Modern British & 20th Century Art - 02 Jun 2026
Φ Jack Butler Yeats (Irish 1871-1957)
Jack Butler Yeats (Irish 1871-1957)
The Plains of Mayo
Signed JACK B/YEATS (lower left), and inscribed THE PLAINS/OF MAYO (to verso)
Oil on board, 1949
24.8 x 37.4cm
Provenance:
The Artist;
Collection of Raymond Bantock;
The Waddington Galleries, London;
Purchased from the above by the father of the present owner;
And by family descent
Literature:
Hilary Pyle, Jack B. Yeats: A Catalogue Raisonné of the Oil Paintings, p.876, no.967
Painted in 1949, The Plains of Mayo, exemplifies Jack Butler Yeats mature expressionistic style, when he created some of his most sought after paintings. Painted at the apex of his career, it demonstrates how he broke away from the confines of line, to create a dynamic scene full of swirling movement and thick impasto, with figure and landscape merging into one another. Typically the fluid, instinctive brushwork is enhanced by a rich variety of colour, and the work embodies Thomas Rosenthal's view that "the 1940s gave us a series of paintings in which the artist's vigour in terms of colour and composition seemed to grow ever more powerful".

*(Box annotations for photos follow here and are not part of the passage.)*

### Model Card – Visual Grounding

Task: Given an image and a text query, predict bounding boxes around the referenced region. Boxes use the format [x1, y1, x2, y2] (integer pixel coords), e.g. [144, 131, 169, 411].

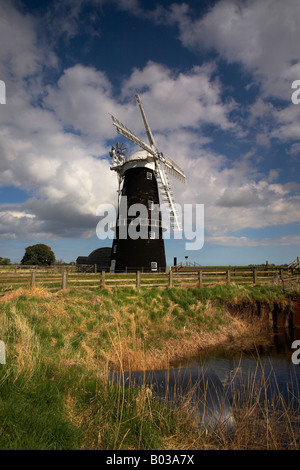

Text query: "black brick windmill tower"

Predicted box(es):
[110, 95, 185, 272]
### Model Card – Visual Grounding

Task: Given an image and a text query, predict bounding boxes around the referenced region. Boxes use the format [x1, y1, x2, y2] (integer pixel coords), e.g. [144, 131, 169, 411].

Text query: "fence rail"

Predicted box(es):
[0, 267, 292, 291]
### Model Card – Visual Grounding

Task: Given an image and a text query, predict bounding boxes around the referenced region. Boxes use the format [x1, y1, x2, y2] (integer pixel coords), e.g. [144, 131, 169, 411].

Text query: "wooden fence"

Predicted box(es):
[0, 267, 292, 291]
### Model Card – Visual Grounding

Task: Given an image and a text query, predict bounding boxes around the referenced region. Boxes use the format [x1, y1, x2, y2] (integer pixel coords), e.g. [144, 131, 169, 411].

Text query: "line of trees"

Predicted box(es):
[0, 243, 59, 266]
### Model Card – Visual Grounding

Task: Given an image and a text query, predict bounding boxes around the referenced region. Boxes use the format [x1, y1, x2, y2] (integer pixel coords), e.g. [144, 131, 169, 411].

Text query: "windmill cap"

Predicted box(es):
[125, 150, 153, 163]
[122, 150, 155, 172]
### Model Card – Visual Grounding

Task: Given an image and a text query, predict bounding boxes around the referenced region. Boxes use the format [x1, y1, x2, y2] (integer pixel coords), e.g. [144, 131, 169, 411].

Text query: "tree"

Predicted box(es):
[21, 243, 55, 266]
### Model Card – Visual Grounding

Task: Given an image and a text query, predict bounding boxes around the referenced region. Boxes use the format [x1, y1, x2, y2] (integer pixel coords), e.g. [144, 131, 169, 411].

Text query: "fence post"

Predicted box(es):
[62, 271, 68, 289]
[136, 271, 141, 289]
[30, 271, 35, 289]
[198, 271, 202, 289]
[253, 266, 257, 284]
[101, 271, 105, 289]
[169, 269, 173, 287]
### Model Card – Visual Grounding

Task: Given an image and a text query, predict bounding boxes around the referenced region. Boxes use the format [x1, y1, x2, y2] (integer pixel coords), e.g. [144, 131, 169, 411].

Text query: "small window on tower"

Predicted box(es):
[151, 261, 157, 271]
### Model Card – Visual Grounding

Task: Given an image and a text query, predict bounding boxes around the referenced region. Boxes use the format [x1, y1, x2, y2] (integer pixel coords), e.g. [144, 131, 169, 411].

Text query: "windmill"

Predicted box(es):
[110, 95, 185, 272]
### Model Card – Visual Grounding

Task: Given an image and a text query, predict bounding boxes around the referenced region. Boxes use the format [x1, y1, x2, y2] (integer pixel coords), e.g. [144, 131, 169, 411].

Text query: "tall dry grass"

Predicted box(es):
[0, 289, 299, 449]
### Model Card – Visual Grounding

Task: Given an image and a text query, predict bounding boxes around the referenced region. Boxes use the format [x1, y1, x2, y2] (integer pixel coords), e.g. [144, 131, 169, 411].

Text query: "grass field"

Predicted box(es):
[0, 285, 298, 450]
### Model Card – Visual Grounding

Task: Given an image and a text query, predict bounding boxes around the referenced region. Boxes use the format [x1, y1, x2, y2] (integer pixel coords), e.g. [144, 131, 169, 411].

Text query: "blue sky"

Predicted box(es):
[0, 0, 300, 265]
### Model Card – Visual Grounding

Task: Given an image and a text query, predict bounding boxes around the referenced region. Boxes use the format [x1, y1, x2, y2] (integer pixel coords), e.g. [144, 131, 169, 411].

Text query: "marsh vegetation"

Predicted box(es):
[0, 285, 299, 449]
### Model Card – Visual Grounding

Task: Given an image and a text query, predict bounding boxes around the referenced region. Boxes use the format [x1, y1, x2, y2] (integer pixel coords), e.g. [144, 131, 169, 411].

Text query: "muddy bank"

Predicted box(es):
[224, 295, 300, 328]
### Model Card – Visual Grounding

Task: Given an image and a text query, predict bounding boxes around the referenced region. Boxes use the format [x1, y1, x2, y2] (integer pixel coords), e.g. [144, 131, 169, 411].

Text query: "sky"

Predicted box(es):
[0, 0, 300, 266]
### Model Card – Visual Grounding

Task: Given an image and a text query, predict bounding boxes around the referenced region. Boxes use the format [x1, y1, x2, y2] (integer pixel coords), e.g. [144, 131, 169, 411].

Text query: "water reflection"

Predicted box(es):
[181, 328, 300, 407]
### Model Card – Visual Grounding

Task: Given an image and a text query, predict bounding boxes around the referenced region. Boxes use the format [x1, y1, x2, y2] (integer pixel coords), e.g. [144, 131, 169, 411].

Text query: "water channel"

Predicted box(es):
[180, 327, 300, 409]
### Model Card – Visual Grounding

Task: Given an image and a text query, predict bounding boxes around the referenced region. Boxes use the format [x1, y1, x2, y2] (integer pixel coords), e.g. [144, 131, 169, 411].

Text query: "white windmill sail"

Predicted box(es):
[111, 95, 185, 231]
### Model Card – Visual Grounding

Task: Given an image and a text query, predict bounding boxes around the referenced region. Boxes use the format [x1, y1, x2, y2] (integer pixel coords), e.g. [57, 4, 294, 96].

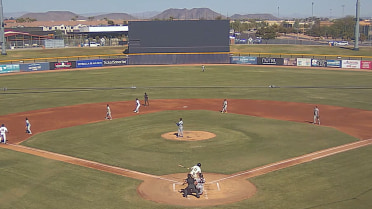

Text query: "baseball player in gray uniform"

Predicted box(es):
[221, 99, 227, 113]
[313, 106, 320, 125]
[176, 118, 183, 137]
[133, 98, 141, 113]
[26, 118, 32, 134]
[106, 104, 112, 120]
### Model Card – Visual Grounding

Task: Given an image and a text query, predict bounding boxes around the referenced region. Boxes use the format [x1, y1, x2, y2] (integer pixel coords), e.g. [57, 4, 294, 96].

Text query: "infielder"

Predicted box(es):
[133, 98, 141, 113]
[313, 106, 320, 125]
[0, 124, 9, 144]
[190, 163, 201, 178]
[143, 92, 150, 106]
[221, 99, 227, 113]
[26, 118, 32, 134]
[176, 118, 183, 137]
[106, 104, 112, 120]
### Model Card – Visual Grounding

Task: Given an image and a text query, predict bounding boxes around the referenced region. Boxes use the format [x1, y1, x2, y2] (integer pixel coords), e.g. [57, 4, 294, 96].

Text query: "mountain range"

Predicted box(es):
[4, 8, 278, 21]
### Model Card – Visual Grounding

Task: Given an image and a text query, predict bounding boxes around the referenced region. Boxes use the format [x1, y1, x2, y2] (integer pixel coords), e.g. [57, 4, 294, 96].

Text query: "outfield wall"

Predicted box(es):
[0, 53, 372, 74]
[230, 56, 372, 70]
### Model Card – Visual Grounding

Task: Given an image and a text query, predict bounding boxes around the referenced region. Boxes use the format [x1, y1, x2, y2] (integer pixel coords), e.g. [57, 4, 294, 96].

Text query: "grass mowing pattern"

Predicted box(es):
[0, 65, 372, 115]
[22, 111, 355, 175]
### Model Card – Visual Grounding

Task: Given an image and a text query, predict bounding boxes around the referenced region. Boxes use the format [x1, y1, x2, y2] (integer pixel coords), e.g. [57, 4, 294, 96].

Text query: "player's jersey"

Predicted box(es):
[177, 120, 183, 127]
[314, 108, 319, 117]
[190, 165, 201, 178]
[0, 126, 8, 134]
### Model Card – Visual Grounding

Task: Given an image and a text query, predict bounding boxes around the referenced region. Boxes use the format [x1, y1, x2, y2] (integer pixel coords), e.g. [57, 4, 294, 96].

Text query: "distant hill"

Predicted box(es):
[94, 13, 137, 20]
[151, 8, 226, 20]
[230, 14, 279, 20]
[20, 11, 86, 21]
[16, 8, 278, 21]
[130, 11, 160, 19]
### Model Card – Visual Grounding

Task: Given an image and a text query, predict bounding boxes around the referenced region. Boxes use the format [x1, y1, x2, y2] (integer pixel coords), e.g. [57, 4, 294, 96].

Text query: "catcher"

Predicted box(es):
[181, 174, 200, 198]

The title of the present work may be a reference to the famed Irish poet and fiddler, Antoine Ó Raifteirí (1784-1835), sometimes known as Anthony Raftery. Blind since childhood, Ó Raifteirí was an itinerant performer in an ancient tradition. In the late 19th and early 20th centuries people started to publish and translate his poems. Indeed Yeats illustrated a translation of Ó Raifteirí's County Mayo by Padraic Colum (1881-1972) for his poetry pamphlet A Broadside in May 1912, which contains the lines "I solemnly swear that the heart in me rises/As the wind rises up and the mist breaks below;/When I think upon Carra and Gallen down from it/The Bush of the Mile and the Plains of Mayo".